The people of Lebanon have suffered enough,” says Rami Shamma, World Vision’s field operations director for Lebanon. “They are strong, but they need the world’s support to survive this tragedy.


People wade through the flooded community of Wawashang in Nicaragua.

Hurricanes Eta and Iota

A record-breaking Atlantic hurricane season unleashed storms like no other. In November, our emergency response teams raced against time to prepare communities in Honduras, Nicaragua, Guatemala, and El Salvador for Hurricanes Eta and Iota.

Hurricane Eta made landfall in Nicaragua as a Category 4 on November 3. Hurricane Iota then struck — about 15 miles south of Eta — as a Category 4 storm on November 16.

The storms packed powerful winds, gusting more than 140 miles per hour and causing heavy rains, flooding, and mudslides.
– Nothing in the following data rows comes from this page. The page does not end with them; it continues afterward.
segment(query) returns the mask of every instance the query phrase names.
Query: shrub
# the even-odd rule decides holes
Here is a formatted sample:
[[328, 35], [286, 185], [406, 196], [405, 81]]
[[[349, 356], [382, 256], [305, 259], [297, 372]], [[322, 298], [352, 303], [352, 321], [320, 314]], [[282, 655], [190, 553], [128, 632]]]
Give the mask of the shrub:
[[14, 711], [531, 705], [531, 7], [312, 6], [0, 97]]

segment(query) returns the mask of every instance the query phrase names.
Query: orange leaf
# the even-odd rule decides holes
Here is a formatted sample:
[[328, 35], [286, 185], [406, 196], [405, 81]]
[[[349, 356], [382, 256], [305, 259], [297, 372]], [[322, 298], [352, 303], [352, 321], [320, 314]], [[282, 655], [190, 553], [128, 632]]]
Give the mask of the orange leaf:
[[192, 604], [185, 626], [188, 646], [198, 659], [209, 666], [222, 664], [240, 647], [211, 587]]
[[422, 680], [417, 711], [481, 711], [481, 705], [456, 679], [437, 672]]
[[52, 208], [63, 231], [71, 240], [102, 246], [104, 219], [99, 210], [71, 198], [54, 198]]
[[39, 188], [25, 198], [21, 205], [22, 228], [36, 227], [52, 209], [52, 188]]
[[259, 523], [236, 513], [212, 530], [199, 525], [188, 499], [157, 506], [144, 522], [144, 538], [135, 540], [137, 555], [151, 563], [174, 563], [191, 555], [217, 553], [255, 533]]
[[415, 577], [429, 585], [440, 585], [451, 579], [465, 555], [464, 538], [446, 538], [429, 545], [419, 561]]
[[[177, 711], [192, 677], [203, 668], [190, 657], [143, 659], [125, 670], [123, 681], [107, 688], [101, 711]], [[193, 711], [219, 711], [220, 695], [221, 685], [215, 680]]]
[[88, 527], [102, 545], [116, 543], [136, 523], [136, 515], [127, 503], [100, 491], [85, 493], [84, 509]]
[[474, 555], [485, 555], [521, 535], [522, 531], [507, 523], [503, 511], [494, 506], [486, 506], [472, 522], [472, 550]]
Hundreds died and many more remain missing.


Rohingya women who have recently learned to sew so they can help protect their community from COVID-19 here in the world’s largest refugee camp.

Rohingya refugee crisis

After mass atrocities in Myanmar forced them to flee for their lives, more than 860,000 Rohingya — more than half of whom are children — are still living in limbo in the world’s largest refugee camp, Cox’s Bazar in Bangladesh.

The Rohingya are resilient, courageous survivors, but refugee parents here are afraid,” says Fredrick Christopher, World Vision’s response director in Bangladesh. “They see their children growing up in the camps without the quality education they will need to build a new life back home in Myanmar one day, or the life skills to cope with daily hardship in the camp. They are quickly becoming a lost generation.

COVID-19 precautions and restrictions in the camps — although needed — are amplifying the extreme protection risks that Rohingya children routinely face, such as physical and sexual violence, exploitation and abuse, child marriage, child labor, and gender-based violence.


The WASH in Beqaa, distributing bleach and sanitizing products to Syrian refugee.

Syria civil war and refugee crisis

Syria’s one of the most dangerous places in the world to be a child: Nearly 5 million children were born into war since the escalation of violence started there nearly a decade ago. As the Syrian refugee crisis is now in its 10th year, millions of children are experiencing a second decade of life immersed in war, violence, and displacement. At least 1 million children have been born as refugees in neighboring countries.


Almost 500 migrant girls, boys, adolescents and adults are currently taking shelter in the delimiter of the highway on the outskirts of the city of Bogotá.

Venezuelan refugee and migrant crisis

Venezuela’s one of the most unstable and violent countries in the world. The country’s turmoil has forced more than 5.4 million people to flee the county seeking better living conditions, separating at least a million children from their parents.

The largest migration from Latin America is fueled by Venezuela’s collapsed economy, hyperinflation, food and medicine scarcities, and educational shortages stemming from years of political unrest. At least 94% of the population lives in poverty, and about 30% are unable to get enough nutritious food. In 2020, an estimated 766,000 people migrated to Colombia, more than 477,000 to Peru, 472,827 to Chile, 178,246 to Ecuador, and 148,782 to Brazil, according to data from the U.N. High Commission for Refugees.


children and their families in the Tuban district in Yemen.

Yemen civil war and food crisis

Civil war has besieged Yemen. Four years of civil conflict and the resulting food crisis has created a massive humanitarian emergency. More than 22 million people — three-quarters of the country’s population — need life-saving aid.

In Yemen, the economy has collapsed, and food prices have skyrocketed. The conflict has killed more than 233,000 people, including 12,000 civilians, and displaced more than 3 million.

In the past year, 380,000 people contracted cholera because half of the population lacks regular access to safe water and basic hygiene. People in the worst-affected areas have been starving to death because of near-famine conditions. And 1.8 million children are suffering from malnutrition, including 400,000 on the very edge of life.